Enhancing Machine Learning Performance through Intelligent Data Quality Assessment: An Unsupervised Data-centric Framework
Manal Rahal, Bestoun S. Ahmed, Gergely Szabados, Torgny Fornstedt, Jorgen Samuelsson
TL;DR
The paper tackles the challenge of poor data quality limiting ML performance by introducing a quality-centric data evaluation framework that fuses domain-defined quality measurements with unsupervised clustering to identify quality-based data groups. It then validates these groups by training per-cluster predictive models to predict retention time $t_R$, demonstrating that high-quality data—characterized by high $SNR$, low peak skewness, longer sequences, and stable $t_R$—yield better ML performance. The approach provides explainable insights by linking cluster-level data characteristics to model accuracy and offers a feedback loop to data source controllers to improve future data collection. The framework is generalizable, requiring minimal human intervention, and shows promise for reducing experimental cost and time while guiding data collection and quality control in chromatography and other domains.
Abstract
Poor data quality limits the advantageous power of Machine Learning (ML) and weakens high-performing ML software systems. Nowadays, data are more prone to the risk of poor quality due to their increasing volume and complexity. Therefore, tedious and time-consuming work goes into data preparation and improvement before moving further in the ML pipeline. To address this challenge, we propose an intelligent data-centric evaluation framework that can identify high-quality data and improve the performance of an ML system.
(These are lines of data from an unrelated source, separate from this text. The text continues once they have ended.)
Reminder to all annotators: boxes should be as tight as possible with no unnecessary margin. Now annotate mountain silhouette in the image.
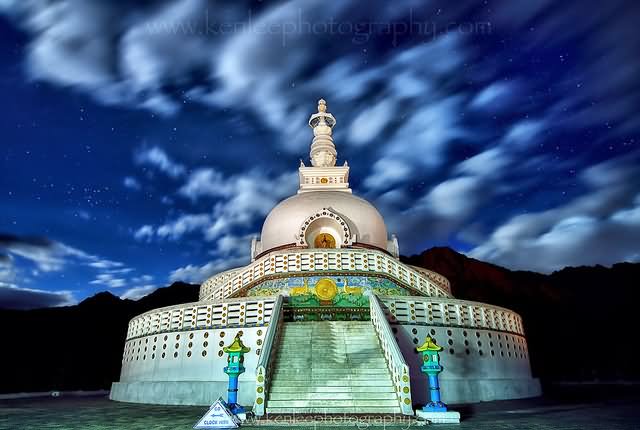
[0,248,640,393]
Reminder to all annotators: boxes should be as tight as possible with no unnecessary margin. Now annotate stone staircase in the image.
[266,321,402,414]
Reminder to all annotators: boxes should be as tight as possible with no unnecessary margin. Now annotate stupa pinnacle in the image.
[309,99,338,167]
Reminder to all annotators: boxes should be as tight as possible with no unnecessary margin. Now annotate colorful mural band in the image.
[247,275,409,307]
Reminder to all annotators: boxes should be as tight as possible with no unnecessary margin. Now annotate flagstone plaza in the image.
[0,387,640,430]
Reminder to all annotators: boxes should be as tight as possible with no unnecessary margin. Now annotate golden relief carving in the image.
[313,233,336,248]
[315,278,338,300]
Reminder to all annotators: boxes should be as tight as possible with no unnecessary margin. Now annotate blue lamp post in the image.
[416,336,447,412]
[222,334,251,415]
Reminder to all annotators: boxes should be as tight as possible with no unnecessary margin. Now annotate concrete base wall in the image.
[109,377,541,407]
[109,381,256,406]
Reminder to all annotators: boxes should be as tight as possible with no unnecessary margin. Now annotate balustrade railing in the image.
[369,295,413,415]
[200,249,451,300]
[253,295,284,416]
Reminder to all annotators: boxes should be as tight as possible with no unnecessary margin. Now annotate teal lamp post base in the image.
[222,334,250,416]
[422,402,447,412]
[416,406,460,424]
[416,336,460,423]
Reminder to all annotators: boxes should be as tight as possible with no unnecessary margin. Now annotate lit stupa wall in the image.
[111,101,540,405]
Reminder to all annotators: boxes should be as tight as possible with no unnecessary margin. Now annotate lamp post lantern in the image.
[222,334,251,414]
[416,336,447,412]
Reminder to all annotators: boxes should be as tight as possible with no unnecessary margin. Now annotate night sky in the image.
[0,0,640,308]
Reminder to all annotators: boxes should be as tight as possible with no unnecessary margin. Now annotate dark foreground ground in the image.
[0,385,640,430]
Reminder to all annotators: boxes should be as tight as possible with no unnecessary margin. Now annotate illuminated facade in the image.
[111,100,540,415]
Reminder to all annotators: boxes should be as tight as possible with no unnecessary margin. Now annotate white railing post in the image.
[369,294,413,415]
[253,295,284,417]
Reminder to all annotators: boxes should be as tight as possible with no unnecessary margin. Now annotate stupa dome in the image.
[261,191,387,251]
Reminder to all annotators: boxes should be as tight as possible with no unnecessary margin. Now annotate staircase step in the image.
[267,406,402,415]
[268,391,398,405]
[270,376,394,389]
[267,399,398,408]
[266,321,401,414]
[273,367,388,379]
[269,384,395,395]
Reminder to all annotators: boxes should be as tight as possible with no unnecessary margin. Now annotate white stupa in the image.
[111,100,540,416]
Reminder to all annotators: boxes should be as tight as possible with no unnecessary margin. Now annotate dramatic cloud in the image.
[120,285,158,300]
[0,281,76,309]
[134,168,297,241]
[0,234,133,309]
[469,158,640,272]
[0,234,123,272]
[122,176,142,191]
[0,0,640,284]
[135,146,185,178]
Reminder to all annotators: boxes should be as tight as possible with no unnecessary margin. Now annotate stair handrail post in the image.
[222,333,251,415]
[416,336,447,412]
[369,294,414,415]
[253,294,284,417]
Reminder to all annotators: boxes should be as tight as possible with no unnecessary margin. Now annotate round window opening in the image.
[313,233,336,248]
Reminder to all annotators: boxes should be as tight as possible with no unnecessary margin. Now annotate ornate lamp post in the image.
[416,336,447,412]
[222,334,251,414]
[416,336,460,423]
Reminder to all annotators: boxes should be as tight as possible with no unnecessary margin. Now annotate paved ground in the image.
[0,387,640,430]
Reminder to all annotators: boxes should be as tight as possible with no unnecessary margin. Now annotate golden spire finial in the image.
[309,99,338,167]
[318,99,327,113]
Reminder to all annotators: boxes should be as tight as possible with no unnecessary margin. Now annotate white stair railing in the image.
[370,295,413,415]
[253,295,284,416]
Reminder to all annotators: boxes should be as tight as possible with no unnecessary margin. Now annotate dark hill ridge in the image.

The proposed framework combines the curation of quality measurements and unsupervised learning to distinguish high- and low-quality data. The framework is designed to integrate flexible and general-purpose methods so that it is deployed in various domains and applications. To validate the outcomes of the designed framework, we implemented it in a real-world use case from the field of analytical chemistry, where it is tested on three datasets of anti-sense oligonucleotides. A domain expert is consulted to identify the relevant quality measurements and evaluate the outcomes of the framework. The results show that the quality-centric data evaluation framework identifies the characteristics of high-quality data that guide the conduct of efficient laboratory experiments and consequently improve the performance of the ML system.